FedRio: Personalized Federated Social Bot Detection via Cooperative Reinforced Contrastive Adversarial Distillation
Social bot detection is critical to the stability and security of online social platforms. However, current state-of-the-art bot detection models are largely developed in isolation, overlooking the benefits of leveraging shared detection patterns across platforms to improve performance and promptly identify emerging bot variants. The heterogeneity of data distributions and model architectures further complicates the design of an effective cross-platform and cross-model detection framework. To address these challenges, we propose FedRio (Personalized Federated Social Bot Detection with Cooperative Reinforced Contrastive Adversarial Distillation framework. We first introduce an adaptive message-passing module as the graph neural network backbone for each client. To facilitate efficient knowledge sharing of global data distributions, we design a federated knowledge extraction mechanism based on generative adversarial networks. Additionally, we employ a multi-stage adversarial contrastive learning strategy to enforce feature space consistency among clients and reduce divergence between local and global models.

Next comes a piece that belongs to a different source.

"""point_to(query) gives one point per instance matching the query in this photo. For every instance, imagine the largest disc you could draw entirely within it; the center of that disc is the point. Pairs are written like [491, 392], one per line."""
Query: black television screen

Finally, we adopt adaptive server-side parameter aggregation and reinforcement learning-based client-side parameter control to better accommodate data heterogeneity in heterogeneous federated settings. Extensive experiments on two real-world social bot detection benchmarks demonstrate that FedRio consistently outperforms state-of-the-art federated learning baselines in detection accuracy, communication efficiency, and feature space consistency, while remaining competitive with published centralized results under substantially stronger privacy constraints.